Women Against State Pension Injustice (WASPI) campaigners in Ayrshire believe that their campaign has reached an important milestone.
Emma Reynolds, the Under-Secretary of State for Pensions, has agreed to meet WASPI representatives next month.
On March 21 this year, the Parliamentary & Health Service Ombudsman published his final report.
It announced that the Department for Work and Pensions was guilty of maladministration because it failed to provide proper information to 1950s women about delays to their State Pension age, that the women involved suffered injustice as a result, and that they should receive compensation.
Lynne Paterson, co-ordinator of the Ayrshire WASPI Group, said: “For the first time there will be a face-to-face meeting with a Minister.
“Injustice has been proven and we are due compensation.
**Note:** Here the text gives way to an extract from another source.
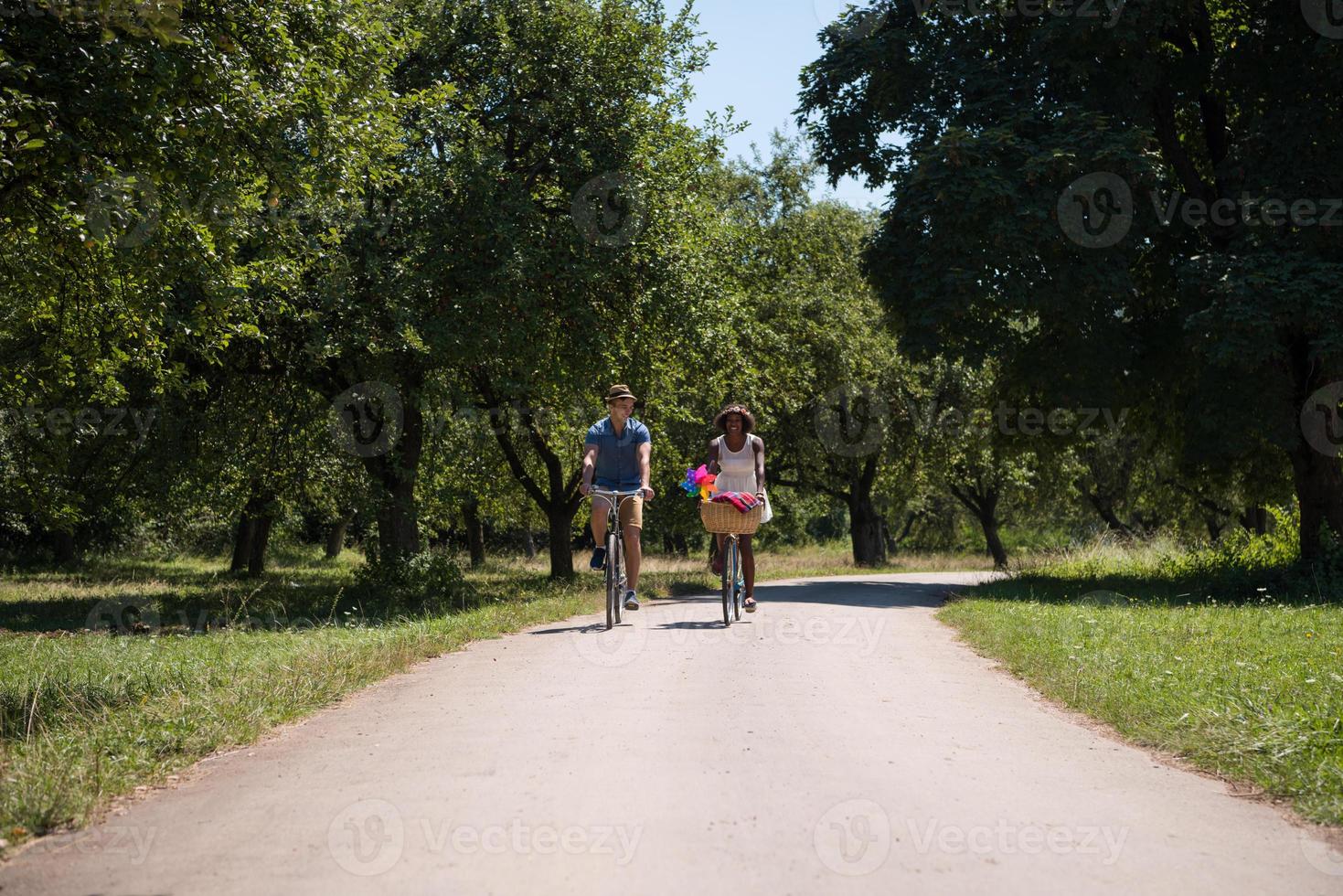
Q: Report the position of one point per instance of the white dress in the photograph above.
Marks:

The government must understand the urgency of this matter.
"One 1950s woman dies every 13 minutes, so we need the compensation scheme now. There is no time to lose.”
In 1995 and 2011, the governments of the day introduced increases of the State Pension Age from 60 to 66 for women born in the 50s - but did not notify them.
Some women were written to in 2009, 14 years after the first change, but letters were then stopped until 2012. Many women received no notice at all.
Those who did get letters had very little time to prepare for such a major change to their retirement plans. This lack of notice has now been found by the Ombudsman to be maladministration.